Le comte répondit comme il convenait qu’il le fît, et Louis donna un libre cours à la gaieté satirique qui parfois venait adoucir les sombres nuances de son humeur ordinaire. Dirigeant, comme on le supposera aisément, le cours de la conversation, ses remarques toujours fines et caustiques, souvent spirituelles, étaient rarement marquées au coin de la bienveillance ; et les anecdotes dont il les appuyait étaient plutôt libres que délicates. Mais pas un mot, pas une syllabe, pas un signe, ne trahissait la situation d’esprit d’un homme qui, craignant d’être assassiné, a dans son appartement un soldat couvert de son armure et tenant à la main une arquebuse chargée, afin de prévenir ou d’anticiper l’accomplissement de ce forfait.

Le comte de Crèvecœur partagea de la manière la plus franche la gaieté du roi, tandis que l’adroit prélat éclatait de rire à chacune de ses plaisanteries, et faisait ressortir le mérite des bons mots qui lui échappaient, sans paraître aucunement choqué de certaines expressions qui faisaient rougir le rustique et jeune Écossais, dans l’endroit où il était caché. Au bout d’une heure et demie, on se leva de table, et le roi, prenant courtoisement congé de ses hôtes, leur fit entendre qu’il désirait être seul.

Dès que tout le monde, et Olivier lui-même, se fut retiré, il dit à Quentin qu’il pouvait quitter le lieu de sa retraite ; mais ce fut d’une voix si faible, que le jeune homme put à peine croire que ce fût la même qui venait, un instant auparavant, de donner par ses plaisanteries un tour si vif et si piquant à la conversation. En s’approchant il vit dans la physionomie du roi un changement non moins marqué. Le brillant d’une vivacité empruntée ou factice avait disparu de ses yeux, le sourire avait abandonné ses lèvres, et il laissait voir toute la fatigue sous laquelle succombe un acteur célèbre quand il vient de jouer un rôle dans lequel le public aime à le voir paraître.

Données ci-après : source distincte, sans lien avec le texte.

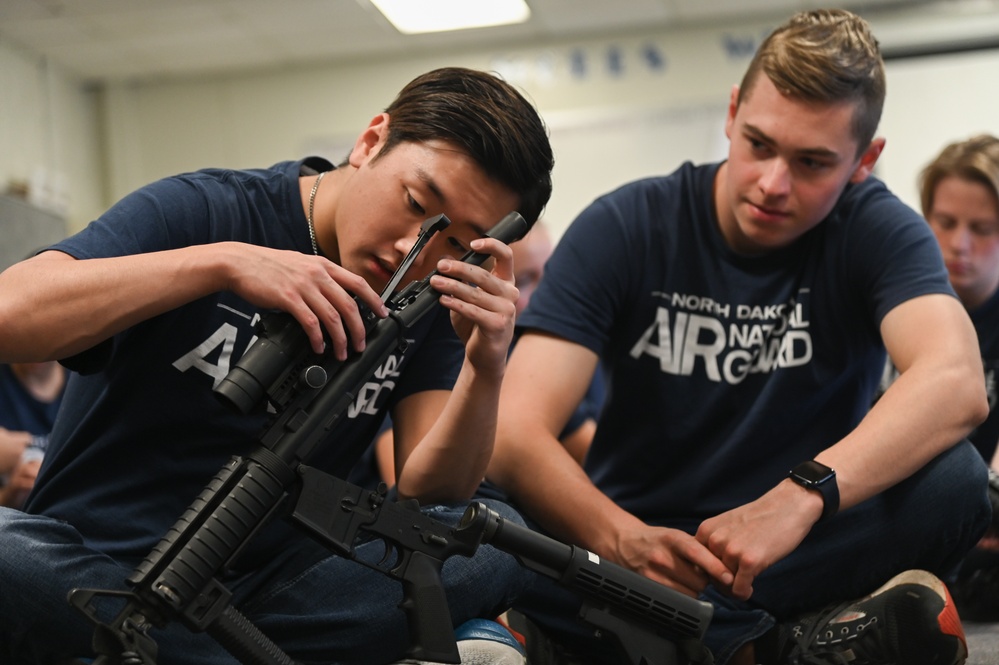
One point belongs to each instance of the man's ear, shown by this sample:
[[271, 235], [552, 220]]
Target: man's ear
[[370, 141], [868, 160], [733, 106]]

« Ta faction n’est pas encore finie… dit-il à Quentin ; rafraîchis-toi un instant… cette table t’en offre les moyens. Lorsque tu seras rassasié, je te donnerai mes instructions sur le service qui te reste à faire ; car je n’ignore pas qu’entre un estomac plein et un estomac vide la conversation ne peut que languir[1]. »

  1. It is talking between a full man and a fasting. Ce qui rappelle notre proverbe « Ventre affamé n’a pas d’oreilles. » a. m.